The app is currently down after Apple and Google recently booted it from their app stores and Amazon terminated its web hosting services. Apple and Google are pushing Parler to censor more content before allowing it to return to their app stores. Google, in announcing its decision to suspend the app, pointed to “egregious content like posts that incite violence.” Google said the app would remain off its Play app store until it implements more “robust” content moderation. Apple’s complaints were similar, with the company accusing Parler of not taking “adequate measures” to address “threats of violence and illegal activity” that have cropped up in user comments in the wake of last week’s attack on the U.S. Capitol.
Apple CEO Tim Cook on Wednesday, during an interview with CBS News, reiterated Parler was suspended, not banned, and could return if it starts taking down more content.
“Parler has some issues with moderation,” Cook said. “Our hope is that they do that and get back on the store.”
This could turn into a blinking contest, though, considering Parler has positioned itself as a free speech haven for those disenchanted with Twitter and Facebook’s moderation policies. The app shot to the top of Apple’s App Store rankings on Friday, before it was pulled down, after Twitter announced it was banning President Trump from its service. Implementing stiffer content moderation policies could help Parler return to Google and Apple but also runs the risk of alienating some users. (Parler, in a court filing this week, said it has 12 million users.)
Moving forward, Matze told Fox News this week, the “platform will be free speech-first,” but that it will also be using “algorithmic approaches” to remove some inflammatory posts.

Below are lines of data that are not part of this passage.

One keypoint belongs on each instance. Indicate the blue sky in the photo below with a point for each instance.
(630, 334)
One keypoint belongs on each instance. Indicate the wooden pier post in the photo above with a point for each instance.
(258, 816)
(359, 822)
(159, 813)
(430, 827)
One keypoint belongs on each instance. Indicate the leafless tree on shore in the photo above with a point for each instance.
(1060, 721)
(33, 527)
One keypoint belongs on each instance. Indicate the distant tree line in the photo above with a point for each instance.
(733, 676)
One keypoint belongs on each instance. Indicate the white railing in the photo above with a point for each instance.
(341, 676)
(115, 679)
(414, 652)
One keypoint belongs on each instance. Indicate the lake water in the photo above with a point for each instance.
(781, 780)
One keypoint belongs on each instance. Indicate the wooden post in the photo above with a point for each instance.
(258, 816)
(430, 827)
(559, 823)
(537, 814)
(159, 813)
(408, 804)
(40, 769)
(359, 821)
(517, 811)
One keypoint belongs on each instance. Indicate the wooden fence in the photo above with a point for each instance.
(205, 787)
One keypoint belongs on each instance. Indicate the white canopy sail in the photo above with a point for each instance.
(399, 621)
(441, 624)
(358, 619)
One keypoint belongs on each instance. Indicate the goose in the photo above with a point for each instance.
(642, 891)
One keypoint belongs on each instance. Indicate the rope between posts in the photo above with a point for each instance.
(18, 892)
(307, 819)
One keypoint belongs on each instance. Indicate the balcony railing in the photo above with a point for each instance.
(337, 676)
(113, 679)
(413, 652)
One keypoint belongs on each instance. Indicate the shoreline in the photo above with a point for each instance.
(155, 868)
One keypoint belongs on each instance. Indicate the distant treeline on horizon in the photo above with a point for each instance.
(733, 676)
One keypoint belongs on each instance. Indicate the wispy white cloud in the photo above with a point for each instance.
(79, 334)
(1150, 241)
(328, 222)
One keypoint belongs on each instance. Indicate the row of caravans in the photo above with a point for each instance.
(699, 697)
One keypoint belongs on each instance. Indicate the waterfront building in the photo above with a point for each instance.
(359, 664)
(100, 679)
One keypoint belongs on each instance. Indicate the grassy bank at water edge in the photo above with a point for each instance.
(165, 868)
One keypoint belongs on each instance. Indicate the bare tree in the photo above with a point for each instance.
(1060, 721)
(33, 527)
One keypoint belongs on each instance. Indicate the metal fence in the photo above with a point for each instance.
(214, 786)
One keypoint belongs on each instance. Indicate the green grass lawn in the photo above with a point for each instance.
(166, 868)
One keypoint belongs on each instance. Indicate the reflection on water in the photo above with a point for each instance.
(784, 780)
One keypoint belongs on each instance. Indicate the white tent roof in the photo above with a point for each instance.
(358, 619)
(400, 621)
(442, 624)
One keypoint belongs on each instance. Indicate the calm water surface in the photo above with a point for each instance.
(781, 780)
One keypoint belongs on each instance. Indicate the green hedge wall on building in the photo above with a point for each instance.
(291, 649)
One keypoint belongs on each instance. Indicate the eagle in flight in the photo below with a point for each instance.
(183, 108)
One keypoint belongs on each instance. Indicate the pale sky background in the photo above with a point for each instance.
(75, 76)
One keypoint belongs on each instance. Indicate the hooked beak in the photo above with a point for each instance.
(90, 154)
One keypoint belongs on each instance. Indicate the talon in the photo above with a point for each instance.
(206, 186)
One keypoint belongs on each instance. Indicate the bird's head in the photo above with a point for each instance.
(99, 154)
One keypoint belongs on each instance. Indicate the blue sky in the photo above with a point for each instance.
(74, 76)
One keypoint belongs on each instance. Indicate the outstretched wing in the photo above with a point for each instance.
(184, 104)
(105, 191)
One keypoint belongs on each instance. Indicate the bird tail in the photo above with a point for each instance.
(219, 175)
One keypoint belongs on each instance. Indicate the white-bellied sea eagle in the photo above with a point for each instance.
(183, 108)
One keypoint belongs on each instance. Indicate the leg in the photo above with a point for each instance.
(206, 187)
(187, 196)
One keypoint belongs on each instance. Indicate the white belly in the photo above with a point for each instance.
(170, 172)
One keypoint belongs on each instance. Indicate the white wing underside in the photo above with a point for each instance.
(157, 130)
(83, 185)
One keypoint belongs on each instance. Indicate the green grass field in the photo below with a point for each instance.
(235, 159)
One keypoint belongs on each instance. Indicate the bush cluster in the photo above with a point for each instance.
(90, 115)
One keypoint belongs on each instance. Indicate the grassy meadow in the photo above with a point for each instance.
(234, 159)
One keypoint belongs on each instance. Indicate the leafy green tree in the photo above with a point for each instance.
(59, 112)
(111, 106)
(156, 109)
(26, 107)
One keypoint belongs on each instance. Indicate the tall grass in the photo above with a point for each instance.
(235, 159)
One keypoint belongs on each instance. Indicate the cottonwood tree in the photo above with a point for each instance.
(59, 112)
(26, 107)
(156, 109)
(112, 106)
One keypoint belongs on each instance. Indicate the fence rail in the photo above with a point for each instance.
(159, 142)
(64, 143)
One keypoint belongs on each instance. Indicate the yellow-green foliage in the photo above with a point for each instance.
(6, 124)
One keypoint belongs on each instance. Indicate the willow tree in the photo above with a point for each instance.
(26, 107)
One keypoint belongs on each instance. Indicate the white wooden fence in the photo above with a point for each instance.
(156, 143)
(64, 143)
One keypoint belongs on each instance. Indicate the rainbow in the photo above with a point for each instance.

“We will be having algorithms look at all the content … to try and predict whether it’s a terms-of-service violation so we can adjust quicker and the most egregious things can get taken down,” Matze said. “So calls for violence, incitements, things of that nature, can be taken down immediately.”
Parler is also working to find a new cloud services provider to help get its site back online. Matze told The Wall Street Journal on Wednesday the company was talking to several cloud companies, without mentioning specific providers. Microsoft and Google are two big-name options, but they may respond in a similar way to Amazon, which said Parler had too much “violent content” on its site. Smaller cloud companies are an option, too, but they may struggle to handle Parler’s needs. Matze told WSJ it may take about a week to get the site back online, but later, in his interview with Reuters, said companies are still hesitant to work with it.
“It’s hard to keep track of how many people are telling us that we can no longer do business with them, ” Matze said.